Origin Of The Insurable Interest Doctrine

     It is well-understood in modern society that a person may not use an insurance policy to profit from another's loss of life or property. One cannot, for example, insure the life of a NASCAR driver with the hope that he will be killed in the next race. Likewise, one cannot insure his neighbor’s house and then burn it down to receive the policy benefits. Modern laws exist to remove the incentive for wrongdoing through insurance policies. But using life and property insurance contracts to benefit from another person's misfortune has not always been prohibited. And that which we now accept as forbidden was, at one time, commonplace.

     The insurable interest doctrine, as recognized today, originated in English statutes designed to remove insurance contracts from the environment of gambling and the misconduct commonly associated with one having the ability to profit from another’s loss. As described in the Appleman insurance treatise, English underwriters of the eighteenth century insured marine risks without requiring the policy beneficiary to have an interest in the vessel or its cargo. The practice created an incentive to destroy the insured property by those expecting to receive insurance benefits from the loss. The English Parliament reacted to the situation in 1749 by enacting the Statute of George II (19 Geo. 2, ch. 37 (1746)), which recognized that “a mischievous kind of gaming or wagering” had caused “great numbers of ships, with their cargoes, [to] have . . . been fraudulently lost and destroyed . . . .” The statute sought to remedy the situation by declaring that assurances for shipping risks not supported by an interest, or by way of gaming or wagering, would be “null and void to all intents and purposes.”

     According to Appleman, enterprising Englishmen insured the lives of famous persons reported to be seriously ill and the “unfortunate gentlemen” accused of crimes punishable by death. The amount wagered was the policy premium and the gamble, obviously, was whether the insured person lived or died. 

     The wagers had a substantial, negative impact on the persons whose lives were insured. In his 1761 publication “The Mystery and Inquiry of Stock Jobbing,” Thomas Mortimer wrote:

The inhuman sport affected the minds of men depressed by long sickness; for when such persons, casting an eye over a newspaper for amusement saw that their lives had been insured in the Alley at 90 per cent, they despaired of all hopes; and thus their dissolution was hastened.

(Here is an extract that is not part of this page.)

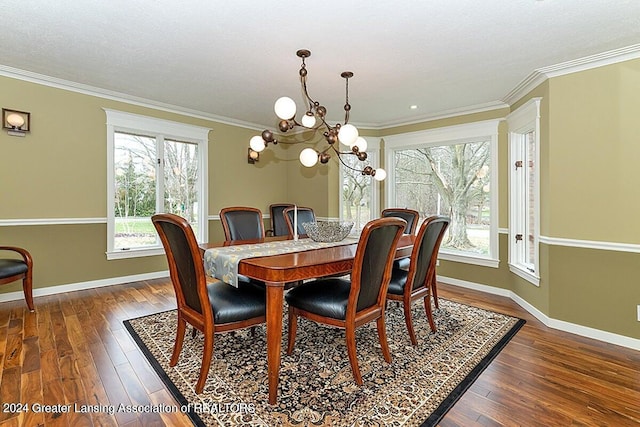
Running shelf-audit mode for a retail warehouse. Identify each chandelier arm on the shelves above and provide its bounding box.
[342,75,353,125]
[332,147,368,175]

In 1774, Parliament enacted a statute (14 Geo. 3, ch. 48 (1774)) to discourage the “mischievous kind of gaming” on human life:

no insurance shall be made . . . on the life or lives of any person or persons, or on any other event or events whatsoever, wherein the person or persons for whose use, benefit, or on whose account such policy or policies shall be made, shall have no interest . . .. 

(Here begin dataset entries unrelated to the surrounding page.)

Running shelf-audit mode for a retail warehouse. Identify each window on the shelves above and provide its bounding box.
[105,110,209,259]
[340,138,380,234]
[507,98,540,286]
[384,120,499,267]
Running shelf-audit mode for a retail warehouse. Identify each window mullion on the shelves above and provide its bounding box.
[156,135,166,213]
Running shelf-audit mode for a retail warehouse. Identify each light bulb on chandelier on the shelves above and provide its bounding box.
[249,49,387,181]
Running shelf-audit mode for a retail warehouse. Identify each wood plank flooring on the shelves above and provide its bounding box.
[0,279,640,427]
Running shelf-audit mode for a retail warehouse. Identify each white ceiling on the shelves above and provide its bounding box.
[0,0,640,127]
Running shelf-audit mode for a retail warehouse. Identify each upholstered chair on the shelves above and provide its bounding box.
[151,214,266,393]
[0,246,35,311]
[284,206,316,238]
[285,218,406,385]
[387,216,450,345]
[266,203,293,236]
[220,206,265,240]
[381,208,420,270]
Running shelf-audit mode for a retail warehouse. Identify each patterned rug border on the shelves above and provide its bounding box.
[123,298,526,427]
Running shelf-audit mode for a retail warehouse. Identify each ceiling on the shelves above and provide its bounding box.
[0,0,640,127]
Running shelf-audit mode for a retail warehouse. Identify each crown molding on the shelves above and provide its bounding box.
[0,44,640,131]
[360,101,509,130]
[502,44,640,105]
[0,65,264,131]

            The English Statutes of George II and George III form the fundamental principles of the insurable interest doctrine by requiring owners of property and life insurance to have an “interest” the subject matter of those contracts. The insurable interest requirements were promptly announced in the United States, even though American courts did not embrace the English statutes and, in some instances, rejected them. In the 1806 case Russel v. Union Ins. Co., the United States Supreme Court addressed the necessity of an insurable interest in property insurance.  Similar opinions soon followed in the context of life insurance.

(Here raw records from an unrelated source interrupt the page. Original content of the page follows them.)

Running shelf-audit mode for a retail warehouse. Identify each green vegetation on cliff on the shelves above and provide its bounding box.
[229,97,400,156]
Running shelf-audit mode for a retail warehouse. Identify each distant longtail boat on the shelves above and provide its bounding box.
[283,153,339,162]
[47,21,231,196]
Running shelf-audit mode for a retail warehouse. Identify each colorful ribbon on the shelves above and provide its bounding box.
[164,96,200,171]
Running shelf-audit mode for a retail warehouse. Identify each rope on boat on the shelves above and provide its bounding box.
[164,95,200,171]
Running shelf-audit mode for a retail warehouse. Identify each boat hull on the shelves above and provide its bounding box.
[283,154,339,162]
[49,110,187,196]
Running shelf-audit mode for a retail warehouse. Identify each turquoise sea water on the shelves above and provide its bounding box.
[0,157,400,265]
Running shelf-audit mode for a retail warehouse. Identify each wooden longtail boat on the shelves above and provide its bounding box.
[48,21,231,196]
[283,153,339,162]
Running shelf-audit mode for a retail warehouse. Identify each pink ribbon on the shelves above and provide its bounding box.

How Much Are Citigroup's Former Employees Worth Dead?

     Since the beginning of 2008, Citigroup has made thousands of employee layoffs and is poised to discharge thousands more by year’s end. The layoffs may ultimately total between 17,000 to 24,000 employees due to subprime and credit-related losses, according to CNBC.

     The layoffs raise the interesting question, “how much are Citigroup’s former employees worth dead?”

     Citibank, N.A., like many national banks, invests heavily in policies of bank owned life insurance or “BOLI.” BOLI policies insure the lives of the bank’s employees, but unlike traditional life insurance name the bank as the policy beneficiary. When the bank employee dies, the insurance benefits are paid to the bank. 

     Banks, like Citibank, are required to report their life insurance holdings through reports filed with the Federal Financial Institutions Examination Council and report those holdings on line five of a schedule called “RC-F—Other Assets.” Those reports demonstrate that Citibank has acquired billions of dollars of BOLI coverage on the lives of its employees since 2006. Citibank possessed $2.215 billion in BOLI coverage as of March 31, 2006, $3.325 billion as of March 31, 2007, and $3.99 billion as of December 31, 2007. Notably, banks report their life insurance assets in terms of cash surrender value, meaning that the policy benefits due from employee deaths are likely far greater than the amount reported on the schedules. 

     BOLI policies remain in force even if the insured person’s employment with the bank ends. Thus, Citibank will receive insurance benefits upon the deaths of its former employees who were insured by a BOLI policy. As the employees who were laid off in 2008 die, policy benefits will flow to Citibank. And from a pool of 17,000 to 24,000 former employees, those benefits may be significant, even by Citibank’s standards.